Uma das marcas dos cristãos é sua LIBERDADE. Porém, facilmente colocamos, em nós mesmos, coleiras e deixamo-nos conduzir servilmente à opressão de um sem números de senhores. Seja em rituais religiosos um tanto duvidosos ou obedecendo, sem questionamento, ordens sobre o que ouvir, ler, escrever, sentir. São estratégicas armadilhas habilmente deixadas por um Lobo em busca de ovelhas manipuláveis. É exatamente neste ponto que, segundo Paulo, muitos se utilizam dessa liberdade para satisfazer seus prazeres, e não somente sexuais. São alguns sujeitos, que por se adequarem sem grandes dúvidas a um modelo religioso, pretendem que o resto do mundo, sob a legítima afirmativa de que precisam ser evangelizados, siga o mesmo arquétipo. Oprimem uns aos outros com argumentos tão frágeis quanto existir armas de destruição em massa no Iraque.

“Se vós, porém, vos mordeis e devorais uns aos outros, vede não vos consumais também uns aos outros”1. Apesar da linguagem altamente figurativa, podemos utilizar o alerta do apóstolo para jogar luz em discussões que não levam a nada, são elas: i) não ouça música secular, ii) não tenha amigos fora do eixo igreja-família, iii) existe um único modo de usar roupas, ter estilo, utilizar maquiagem, tatuagem, iv) renegue o histórico sócio-cultural que nos trouxe até aqui…Percebam o desperdício de tratar destas questões. Este espaço sequer consegue conter.

Um ponto que me incomoda é a freqüente omissão, por parte de nossos clérigos, do estudo de nossa cultura brasileira, ou como afirma Bosi, culturas brasileiras. É claro que não podemos excluir a formação dos cristãos em dimensões morais, intelectuais e espirituais. De todo forma, por que somente os missionários teriam que ter disciplinas transculturais? Isso sim constituiria um bom fundamento para deixar de lado preconceitos da nossa alma/espírito.

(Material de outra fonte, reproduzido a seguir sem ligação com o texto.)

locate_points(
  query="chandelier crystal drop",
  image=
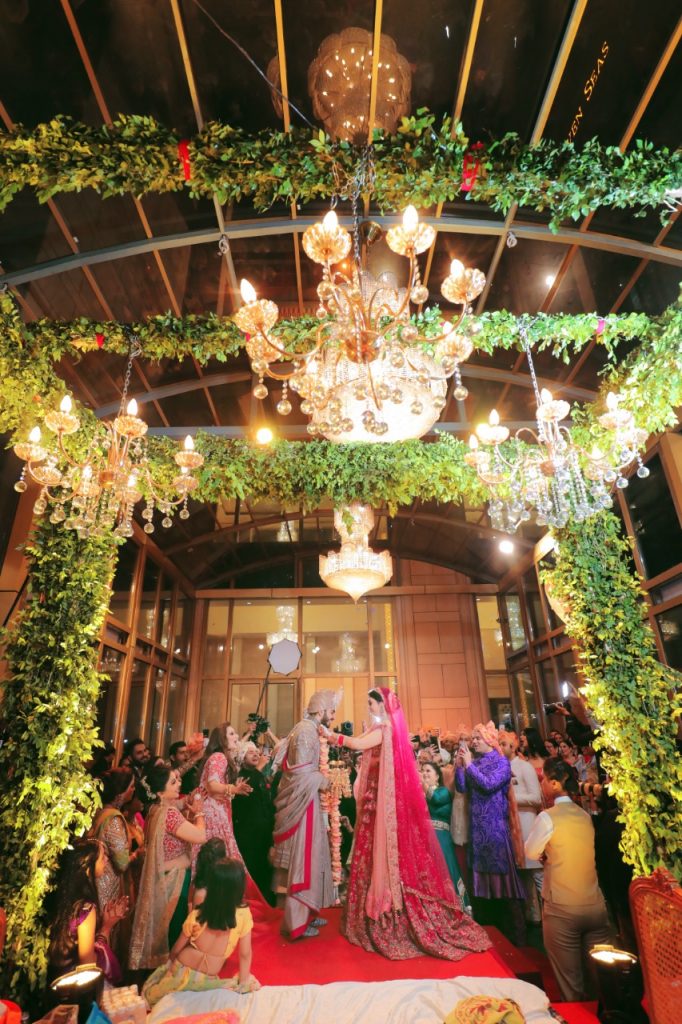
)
(370, 375)
(355, 568)
(546, 472)
(96, 493)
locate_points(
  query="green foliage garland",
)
(49, 705)
(421, 164)
(637, 699)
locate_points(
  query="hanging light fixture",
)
(547, 472)
(97, 493)
(370, 375)
(355, 568)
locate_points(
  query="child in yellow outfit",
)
(209, 935)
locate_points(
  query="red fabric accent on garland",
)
(471, 166)
(183, 154)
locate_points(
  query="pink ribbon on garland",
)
(183, 154)
(471, 166)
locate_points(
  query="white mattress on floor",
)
(409, 1001)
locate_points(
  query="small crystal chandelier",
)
(370, 375)
(97, 493)
(355, 568)
(553, 477)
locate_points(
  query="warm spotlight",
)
(264, 435)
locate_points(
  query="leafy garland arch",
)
(50, 696)
(421, 164)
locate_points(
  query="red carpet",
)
(331, 957)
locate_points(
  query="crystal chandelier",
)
(355, 568)
(97, 493)
(551, 475)
(370, 376)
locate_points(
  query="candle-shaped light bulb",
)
(248, 291)
(331, 222)
(410, 220)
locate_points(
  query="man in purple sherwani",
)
(485, 776)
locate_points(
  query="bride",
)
(400, 899)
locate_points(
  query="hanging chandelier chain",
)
(134, 350)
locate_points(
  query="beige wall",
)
(441, 670)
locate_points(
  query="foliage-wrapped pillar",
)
(635, 697)
(49, 704)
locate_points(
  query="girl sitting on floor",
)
(209, 936)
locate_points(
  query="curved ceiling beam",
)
(470, 372)
(418, 556)
(259, 227)
(429, 518)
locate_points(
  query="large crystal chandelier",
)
(547, 473)
(355, 568)
(370, 376)
(96, 492)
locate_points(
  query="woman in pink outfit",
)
(400, 901)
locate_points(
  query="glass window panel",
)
(491, 634)
(512, 606)
(215, 642)
(526, 709)
(165, 599)
(256, 626)
(136, 699)
(381, 623)
(182, 625)
(177, 695)
(670, 625)
(112, 666)
(533, 603)
(353, 704)
(154, 721)
(281, 709)
(654, 519)
(243, 700)
(123, 580)
(212, 707)
(335, 637)
(147, 598)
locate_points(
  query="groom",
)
(301, 856)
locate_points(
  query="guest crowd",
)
(176, 866)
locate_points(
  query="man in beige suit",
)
(574, 915)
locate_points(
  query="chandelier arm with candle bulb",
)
(548, 476)
(370, 364)
(102, 488)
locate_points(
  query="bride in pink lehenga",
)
(400, 900)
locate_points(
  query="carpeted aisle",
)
(331, 957)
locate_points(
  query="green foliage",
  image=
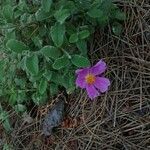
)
(44, 42)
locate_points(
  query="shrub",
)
(44, 42)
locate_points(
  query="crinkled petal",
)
(102, 84)
(82, 72)
(99, 68)
(91, 91)
(80, 82)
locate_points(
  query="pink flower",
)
(92, 80)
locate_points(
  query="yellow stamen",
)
(90, 78)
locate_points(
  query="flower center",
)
(90, 78)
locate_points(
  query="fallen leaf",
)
(53, 118)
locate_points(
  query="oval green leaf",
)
(32, 64)
(51, 51)
(61, 62)
(16, 46)
(80, 61)
(57, 34)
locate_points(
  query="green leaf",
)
(42, 86)
(95, 13)
(57, 34)
(32, 64)
(73, 38)
(46, 5)
(8, 13)
(53, 89)
(42, 15)
(82, 46)
(61, 15)
(80, 61)
(61, 62)
(16, 46)
(51, 51)
(84, 34)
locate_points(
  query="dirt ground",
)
(117, 120)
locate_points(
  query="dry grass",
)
(119, 119)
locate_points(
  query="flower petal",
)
(80, 82)
(99, 68)
(102, 84)
(91, 91)
(82, 72)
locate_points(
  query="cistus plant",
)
(43, 42)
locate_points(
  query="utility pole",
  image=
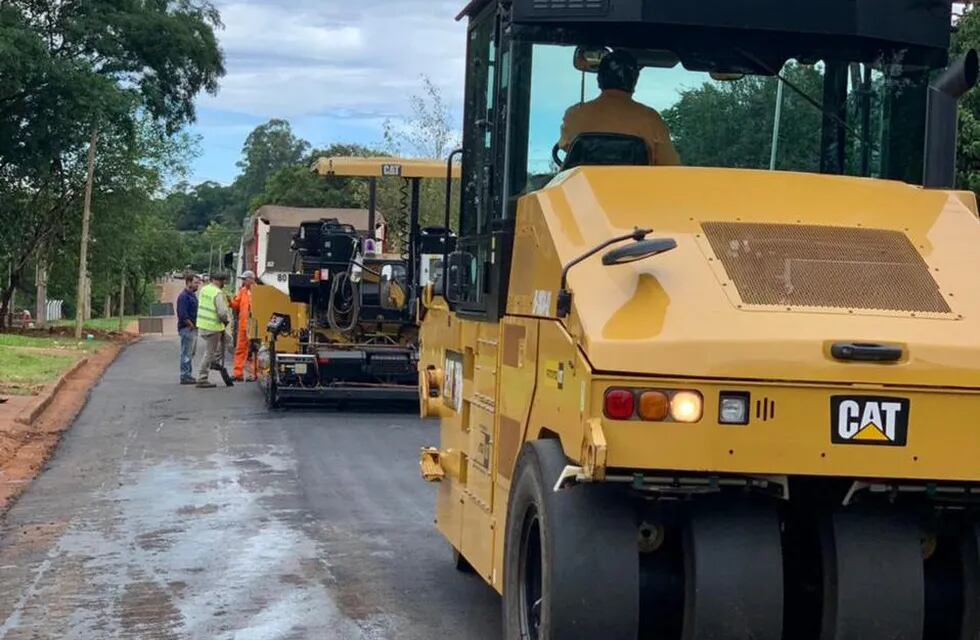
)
(13, 292)
(122, 297)
(83, 251)
(41, 280)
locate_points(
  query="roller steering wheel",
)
(560, 162)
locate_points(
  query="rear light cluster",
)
(653, 405)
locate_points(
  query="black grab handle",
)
(863, 352)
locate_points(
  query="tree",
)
(70, 68)
(430, 130)
(704, 123)
(966, 36)
(269, 148)
(298, 186)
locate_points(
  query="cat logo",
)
(870, 420)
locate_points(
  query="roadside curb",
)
(30, 414)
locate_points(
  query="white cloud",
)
(301, 59)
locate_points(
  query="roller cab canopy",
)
(857, 29)
(383, 168)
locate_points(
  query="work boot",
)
(226, 377)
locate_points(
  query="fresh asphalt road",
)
(173, 512)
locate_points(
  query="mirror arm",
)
(564, 294)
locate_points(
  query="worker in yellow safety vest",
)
(615, 111)
(212, 319)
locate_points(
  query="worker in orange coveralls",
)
(242, 305)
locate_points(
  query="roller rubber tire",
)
(874, 577)
(589, 555)
(733, 572)
(970, 550)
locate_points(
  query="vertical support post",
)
(866, 95)
(833, 141)
(83, 250)
(777, 124)
(414, 230)
(373, 208)
(41, 281)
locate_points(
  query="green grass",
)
(31, 342)
(20, 368)
(100, 324)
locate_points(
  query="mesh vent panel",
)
(815, 266)
(571, 6)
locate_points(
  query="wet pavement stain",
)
(222, 521)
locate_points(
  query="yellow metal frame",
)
(383, 167)
(671, 323)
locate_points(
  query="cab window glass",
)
(834, 117)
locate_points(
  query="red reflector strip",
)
(620, 404)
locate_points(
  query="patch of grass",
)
(33, 342)
(100, 324)
(19, 367)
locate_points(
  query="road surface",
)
(172, 512)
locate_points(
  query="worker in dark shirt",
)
(187, 327)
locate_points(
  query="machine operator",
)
(615, 111)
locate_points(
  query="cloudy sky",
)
(336, 69)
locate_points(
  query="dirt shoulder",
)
(31, 426)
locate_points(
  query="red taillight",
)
(620, 404)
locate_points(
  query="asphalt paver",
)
(173, 512)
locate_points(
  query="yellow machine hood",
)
(771, 270)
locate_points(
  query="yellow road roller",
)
(716, 400)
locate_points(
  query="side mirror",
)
(638, 251)
(458, 276)
(392, 290)
(723, 76)
(588, 59)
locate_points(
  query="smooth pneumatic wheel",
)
(970, 548)
(571, 563)
(874, 583)
(733, 572)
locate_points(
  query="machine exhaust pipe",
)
(942, 119)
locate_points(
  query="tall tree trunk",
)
(83, 251)
(122, 297)
(41, 280)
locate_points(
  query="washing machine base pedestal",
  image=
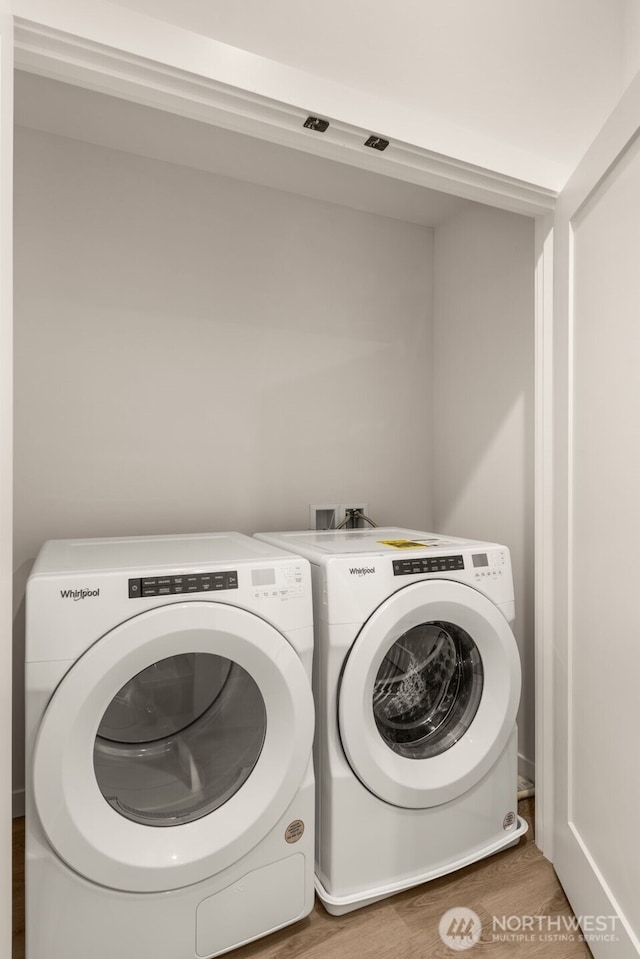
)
(339, 905)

Agostinho, em suas Confissões, considera a liberdade uma opção por fazer o bem, ou melhor, fazendo bom uso seu livre-arbítrio se chega à Verdade, que é Deus. O homem pode ser verdadeiramente livre, e que liberdade é esta? Submeter-se a essa Verdade, que é Jesus Cristo: “se permanecerdes na minha palavra sereis verdadeiramente meus discípulos, e conhecereis a verdade, e a verdade vos libertará2.